Daniel: [00:05:08] Very cool. Out of curiosity, cause it was the IDE running locally or were you in some kind of VM based environment?

Kelsey: [00:05:13] it was running in the browser, so my guess is it may have been running on Borg somewhere, or maybe it was running on some Google infrastructure somewhere. I didn't have to know.

Daniel: [00:05:22] You didn't care. You were just in your zone. Be able to like release your code as fast as possible.

Kelsey: [00:05:26] Yup. I didn't have to install bazel. I didn't have to install any of the building tools. Right? I can just jump into my IDE and I'm pretty sure there's some people who prefer to have more of a local experience, but in this particular case, I just need to make some small changes in specific areas of code, and it was really nice since people had already written a lot of good integration testing and unit tests, I could do everything right from that browser.

Daniel: [00:05:49] That is very cool and definitely keen dive into that a bit more later on around the Kubernetes experience in that space as well, or containers in general.
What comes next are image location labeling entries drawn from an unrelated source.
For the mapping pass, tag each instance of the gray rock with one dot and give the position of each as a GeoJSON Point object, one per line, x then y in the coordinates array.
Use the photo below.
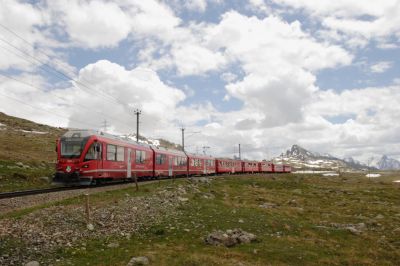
{"type": "Point", "coordinates": [138, 261]}
{"type": "Point", "coordinates": [267, 205]}
{"type": "Point", "coordinates": [113, 245]}
{"type": "Point", "coordinates": [44, 178]}
{"type": "Point", "coordinates": [297, 191]}
{"type": "Point", "coordinates": [182, 199]}
{"type": "Point", "coordinates": [90, 227]}
{"type": "Point", "coordinates": [230, 238]}
{"type": "Point", "coordinates": [32, 263]}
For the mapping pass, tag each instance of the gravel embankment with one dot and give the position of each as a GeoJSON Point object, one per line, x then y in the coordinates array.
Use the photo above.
{"type": "Point", "coordinates": [8, 205]}
{"type": "Point", "coordinates": [44, 231]}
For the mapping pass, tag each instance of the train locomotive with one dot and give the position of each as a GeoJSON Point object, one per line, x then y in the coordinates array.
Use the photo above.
{"type": "Point", "coordinates": [87, 157]}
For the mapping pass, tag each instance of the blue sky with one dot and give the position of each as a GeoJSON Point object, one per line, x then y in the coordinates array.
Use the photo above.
{"type": "Point", "coordinates": [269, 74]}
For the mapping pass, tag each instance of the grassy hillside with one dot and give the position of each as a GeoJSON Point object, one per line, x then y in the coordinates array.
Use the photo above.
{"type": "Point", "coordinates": [27, 153]}
{"type": "Point", "coordinates": [25, 141]}
{"type": "Point", "coordinates": [298, 220]}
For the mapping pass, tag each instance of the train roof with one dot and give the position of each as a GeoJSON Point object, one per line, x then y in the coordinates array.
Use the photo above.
{"type": "Point", "coordinates": [166, 150]}
{"type": "Point", "coordinates": [83, 133]}
{"type": "Point", "coordinates": [202, 156]}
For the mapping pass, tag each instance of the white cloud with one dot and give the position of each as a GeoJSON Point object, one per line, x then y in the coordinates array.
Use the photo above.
{"type": "Point", "coordinates": [381, 67]}
{"type": "Point", "coordinates": [91, 24]}
{"type": "Point", "coordinates": [228, 77]}
{"type": "Point", "coordinates": [278, 59]}
{"type": "Point", "coordinates": [359, 22]}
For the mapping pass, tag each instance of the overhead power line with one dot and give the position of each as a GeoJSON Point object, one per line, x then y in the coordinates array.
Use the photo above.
{"type": "Point", "coordinates": [65, 76]}
{"type": "Point", "coordinates": [46, 111]}
{"type": "Point", "coordinates": [83, 106]}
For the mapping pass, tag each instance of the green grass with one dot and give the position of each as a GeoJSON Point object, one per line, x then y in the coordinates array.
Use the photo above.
{"type": "Point", "coordinates": [14, 177]}
{"type": "Point", "coordinates": [297, 232]}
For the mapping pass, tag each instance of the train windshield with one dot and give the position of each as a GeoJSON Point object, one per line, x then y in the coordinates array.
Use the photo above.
{"type": "Point", "coordinates": [72, 147]}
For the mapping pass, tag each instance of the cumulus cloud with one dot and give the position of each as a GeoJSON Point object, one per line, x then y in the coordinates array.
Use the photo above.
{"type": "Point", "coordinates": [357, 21]}
{"type": "Point", "coordinates": [381, 67]}
{"type": "Point", "coordinates": [267, 63]}
{"type": "Point", "coordinates": [91, 24]}
{"type": "Point", "coordinates": [278, 59]}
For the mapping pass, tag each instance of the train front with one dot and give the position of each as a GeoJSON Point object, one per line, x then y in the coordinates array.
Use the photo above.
{"type": "Point", "coordinates": [71, 150]}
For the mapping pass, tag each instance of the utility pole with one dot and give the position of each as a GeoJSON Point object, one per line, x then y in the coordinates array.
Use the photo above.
{"type": "Point", "coordinates": [105, 126]}
{"type": "Point", "coordinates": [183, 138]}
{"type": "Point", "coordinates": [137, 112]}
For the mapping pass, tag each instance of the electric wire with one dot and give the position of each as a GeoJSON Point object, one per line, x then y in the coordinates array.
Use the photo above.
{"type": "Point", "coordinates": [46, 111]}
{"type": "Point", "coordinates": [26, 83]}
{"type": "Point", "coordinates": [57, 73]}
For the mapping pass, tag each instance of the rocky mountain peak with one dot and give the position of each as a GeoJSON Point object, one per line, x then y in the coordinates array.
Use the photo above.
{"type": "Point", "coordinates": [386, 163]}
{"type": "Point", "coordinates": [298, 152]}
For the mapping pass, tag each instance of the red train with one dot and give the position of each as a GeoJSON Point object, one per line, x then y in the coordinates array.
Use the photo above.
{"type": "Point", "coordinates": [89, 157]}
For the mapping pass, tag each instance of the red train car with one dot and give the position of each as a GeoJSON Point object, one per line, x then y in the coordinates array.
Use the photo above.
{"type": "Point", "coordinates": [200, 164]}
{"type": "Point", "coordinates": [287, 168]}
{"type": "Point", "coordinates": [168, 163]}
{"type": "Point", "coordinates": [266, 167]}
{"type": "Point", "coordinates": [228, 166]}
{"type": "Point", "coordinates": [250, 166]}
{"type": "Point", "coordinates": [87, 157]}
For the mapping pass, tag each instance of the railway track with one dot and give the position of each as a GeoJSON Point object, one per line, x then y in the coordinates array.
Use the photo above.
{"type": "Point", "coordinates": [15, 194]}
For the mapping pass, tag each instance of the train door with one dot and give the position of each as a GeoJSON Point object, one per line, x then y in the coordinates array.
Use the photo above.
{"type": "Point", "coordinates": [170, 159]}
{"type": "Point", "coordinates": [129, 164]}
{"type": "Point", "coordinates": [98, 156]}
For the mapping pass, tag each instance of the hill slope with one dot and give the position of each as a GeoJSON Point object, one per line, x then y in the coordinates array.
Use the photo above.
{"type": "Point", "coordinates": [26, 141]}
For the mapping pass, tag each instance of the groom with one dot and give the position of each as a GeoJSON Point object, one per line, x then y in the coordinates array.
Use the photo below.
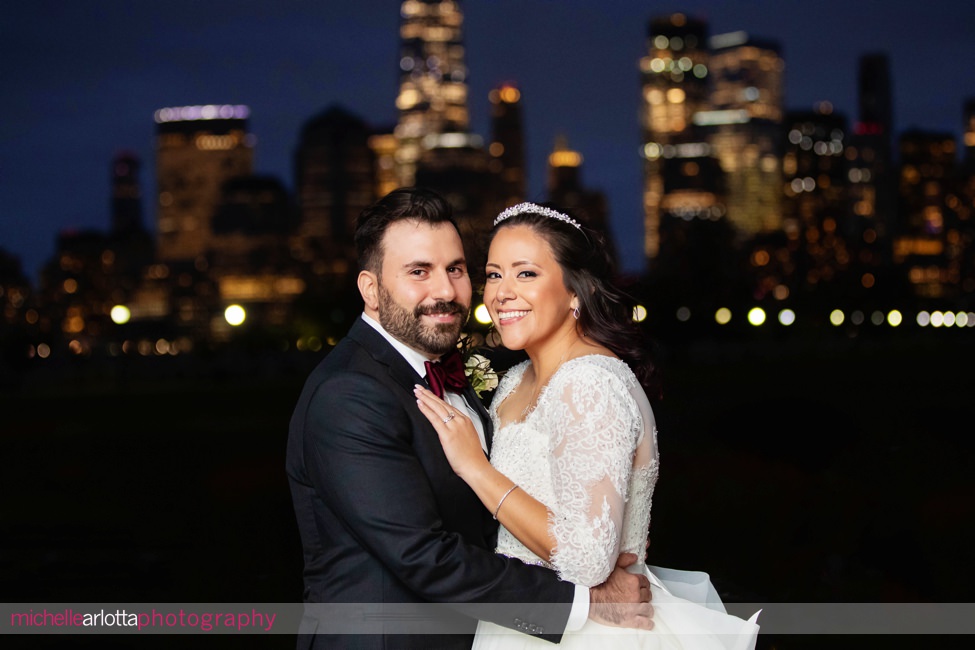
{"type": "Point", "coordinates": [382, 517]}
Before we dive into the platform stuff, I wanted to bring something up. I'm chatting to a lot of folks who are in this moment.

One thing I hear with developers, they're expected to know a lot these days. Business savvy, better platform experience. What's your thoughts around this?How much knowledge do you think developers should cultivate around understanding the business they're working in?

Kelsey: [00:06:15] I mean, it depends, right? I mean, a lot of work we do, even if you understood the business. It may or may not matter. I know a lot of people like, oh, focus on the business, but yeah, truly, sometimes those things are decoupled, right? Sometimes you have a really successful business that just needs a little bit of technology to back it up.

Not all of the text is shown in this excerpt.